Cuando abrazas a la muerte, el regusto que te queda en
los labios es un sabor agridulce, pero, cuando eres el espectador de su llegada
como tercera persona, tu boca se torna seca, y tus ojos llorosos, ante la
impotencia de no poder hacer nada para evitarlo.
El sentir como una persona se va apagando, como una
gota que poco a poco va llenando un vaso a punto de rebosar, es agonizante. Los
andares tambaleantes de una canina que desfila como puede entre los últimos
recovecos de su camino, simboliza muy bien nuestra dejadez del mundo hacia un
destino incierto. No me centraré en cuestiones como ir al más allá, la
reencarnación, o cualquier corriente de pensamiento hacia aquello que no
comprendemos, y que tanto miedo nos da de explorar, sino, en el sentimiento que
me concierne como persona, al ver como toda una vida se va poco a poco
desmoronando en migajas de lo que una vez fue.
Mi día a día transcurre fregando los mismos platos,
vasos y tenedores de mis abuelos. Siempre, empiezo dándole de comer a mi
abuela, y después, le preparo la comida a mi abuelo. Le gusta la comida muy
caliente, aunque ya nada le sabe a algo. Todo lo que come, sabe a podrido, a
maloliente, a pasado de tiempo.
Incluso si le pusiera la mejor comida del mejor buffet
de cocina, le sabría a cenizas, porque ya ni tragarlo podría hacerlo. Todo
aquello ostentoso, acaba siendo secundario cuando tus ojos ya no pueden
apreciarlo.
Nuestro cuerpo es una casa que se va asentando a lo
largo de nuestra vida. Los pilares de las mismas, la construimos desde que
empezamos a entender qué estamos percibiendo, cómo andamos, qué pensamos… son
nuestros ideales, nuestro respeto personal, nuestra puesta en escena ante
decisiones difíciles que determinan quienes seguiremos siendo después de
tomarlas. Las casas, tienen sus ventanas, por las que entra todo tipo de luces
de colores... su sala está decorada con pequeños cuadros, de las memorias de
aquellos que dejamos entrar en ella. No es una casa perfecta, ni ideal, tiene
fallos, grietas, incluso a veces, puede derrumbarse porque sus pilares no están
bien consolidados. Hay todo tipo de casa, desde las más acogedoras, a las más
frías, y su estampa, suele ser variopinta.

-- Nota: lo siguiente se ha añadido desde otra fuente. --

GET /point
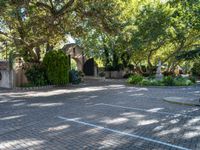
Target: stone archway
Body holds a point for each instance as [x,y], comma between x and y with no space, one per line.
[76,53]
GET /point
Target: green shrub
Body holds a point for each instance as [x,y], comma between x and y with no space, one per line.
[57,67]
[193,79]
[36,75]
[168,81]
[196,69]
[180,81]
[74,77]
[135,79]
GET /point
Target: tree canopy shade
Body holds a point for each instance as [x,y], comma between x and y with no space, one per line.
[115,31]
[29,25]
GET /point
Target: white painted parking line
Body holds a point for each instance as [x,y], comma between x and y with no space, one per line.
[122,133]
[139,109]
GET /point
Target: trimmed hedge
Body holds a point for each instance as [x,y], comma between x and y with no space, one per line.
[166,81]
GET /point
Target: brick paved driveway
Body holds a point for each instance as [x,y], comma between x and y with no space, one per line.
[98,116]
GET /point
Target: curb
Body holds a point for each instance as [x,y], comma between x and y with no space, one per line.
[33,88]
[181,103]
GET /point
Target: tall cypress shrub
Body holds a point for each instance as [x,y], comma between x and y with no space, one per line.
[57,67]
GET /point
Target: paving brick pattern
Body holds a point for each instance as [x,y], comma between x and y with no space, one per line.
[29,119]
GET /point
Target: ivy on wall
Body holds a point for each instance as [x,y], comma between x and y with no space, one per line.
[57,67]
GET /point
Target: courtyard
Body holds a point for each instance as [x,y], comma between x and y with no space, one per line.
[99,115]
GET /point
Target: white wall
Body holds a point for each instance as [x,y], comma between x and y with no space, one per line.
[7,79]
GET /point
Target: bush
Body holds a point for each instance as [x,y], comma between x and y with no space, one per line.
[57,67]
[127,75]
[196,69]
[180,81]
[74,77]
[36,75]
[193,79]
[168,81]
[135,79]
[102,74]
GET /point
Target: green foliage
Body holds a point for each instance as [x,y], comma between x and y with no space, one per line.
[36,75]
[168,81]
[57,67]
[74,76]
[135,79]
[196,69]
[180,81]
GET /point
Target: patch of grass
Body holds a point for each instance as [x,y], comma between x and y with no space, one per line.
[166,81]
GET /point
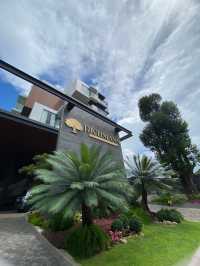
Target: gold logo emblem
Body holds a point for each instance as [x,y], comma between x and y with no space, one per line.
[74,124]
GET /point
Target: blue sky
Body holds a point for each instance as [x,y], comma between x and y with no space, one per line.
[129,48]
[8,95]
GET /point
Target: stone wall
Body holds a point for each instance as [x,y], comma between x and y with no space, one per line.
[71,141]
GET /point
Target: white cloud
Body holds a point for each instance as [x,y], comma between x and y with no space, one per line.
[130,48]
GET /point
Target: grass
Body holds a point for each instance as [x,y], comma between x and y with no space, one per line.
[161,245]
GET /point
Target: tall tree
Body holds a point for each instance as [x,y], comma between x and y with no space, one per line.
[166,134]
[147,175]
[80,183]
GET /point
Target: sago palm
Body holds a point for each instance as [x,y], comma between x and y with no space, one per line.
[79,182]
[147,175]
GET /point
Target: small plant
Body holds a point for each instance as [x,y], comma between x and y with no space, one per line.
[58,223]
[135,224]
[125,221]
[117,225]
[115,236]
[169,199]
[37,219]
[169,215]
[86,241]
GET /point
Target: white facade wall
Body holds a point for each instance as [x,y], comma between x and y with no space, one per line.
[37,110]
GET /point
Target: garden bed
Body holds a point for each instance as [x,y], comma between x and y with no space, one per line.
[160,246]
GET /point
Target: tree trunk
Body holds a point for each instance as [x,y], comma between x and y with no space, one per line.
[86,215]
[145,201]
[188,185]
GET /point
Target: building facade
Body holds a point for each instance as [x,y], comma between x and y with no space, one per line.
[43,122]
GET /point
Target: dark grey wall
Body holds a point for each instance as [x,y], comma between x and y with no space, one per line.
[71,141]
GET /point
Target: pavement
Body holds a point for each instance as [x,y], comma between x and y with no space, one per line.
[22,245]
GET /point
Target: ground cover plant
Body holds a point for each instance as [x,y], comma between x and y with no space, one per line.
[161,245]
[170,199]
[169,215]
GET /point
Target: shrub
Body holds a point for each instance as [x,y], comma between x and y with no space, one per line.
[86,241]
[135,224]
[195,197]
[169,215]
[140,213]
[125,221]
[169,199]
[117,225]
[115,236]
[57,223]
[37,219]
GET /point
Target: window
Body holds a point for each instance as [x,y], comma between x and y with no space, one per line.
[48,118]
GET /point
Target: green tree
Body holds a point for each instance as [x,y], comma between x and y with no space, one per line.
[147,175]
[39,162]
[166,134]
[80,183]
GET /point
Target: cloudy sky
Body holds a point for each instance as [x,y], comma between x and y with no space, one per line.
[129,48]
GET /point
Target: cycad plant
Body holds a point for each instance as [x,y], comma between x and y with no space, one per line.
[79,182]
[147,175]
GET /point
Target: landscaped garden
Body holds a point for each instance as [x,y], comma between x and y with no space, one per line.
[161,245]
[86,204]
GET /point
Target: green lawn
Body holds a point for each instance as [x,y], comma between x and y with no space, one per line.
[161,245]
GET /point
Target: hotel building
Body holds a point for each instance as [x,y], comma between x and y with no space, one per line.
[43,122]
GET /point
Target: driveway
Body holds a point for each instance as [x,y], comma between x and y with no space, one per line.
[22,245]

Este hogar debe de ser cuidado, con cariño, con amor,
con dedicación, pues es donde residiremos durante todo el tiempo que estemos en
este mundo. Nosotros tomamos las decisiones de quienes queremos que entren, y
quienes queremos que se queden. Los pensamientos que recorren sus pasillos,
pueden ser invitados de honor, o los peores inquilinos que uno pueda
imaginarse… pero, llega un momento, que ya por sus ventanas no entra luz,
porque se pierde la opción de poder ver; no se escuchan pájaros cantando,
porque ya no entran sonidos que resuenan en ella; la puerta principal, se encuentra
atorada, y el pomo simplemente desaparece como si nunca hubiera estado. Todo se
vuelve oscuro, lúgubre, hasta que el hogar queda abandonado….
Ver como estas casas pasan de estar llenas de vida y
de luz, al ser un sepulcro de lo que una vez fueron, nos hace sentir
precipitosos ante un acontecimiento inminente. Nos pasamos la vida queriendo ir
más rápido, queriendo mensajes más breves, reflexiones cortas y escuetas para
que no te detenga demasiado rato. Damos por hecho tantas cosas, que cada vez
más nuestros hogares parecen latas de sardinas poco cuidadas y sin profundidad.
Y no nos damos cuenta, de que al final, por mucho que quieras correr, por mucho
que intentes escapar, acabas siendo cogido del brazo, y con cariño, además, por
la muerte.
Al final acabas lavando los mismos tres platos, dos
vasos y tenedores, hasta que llega un momento en el que ya no hay nada que lavar,
porque no hay nadie que los use para comer.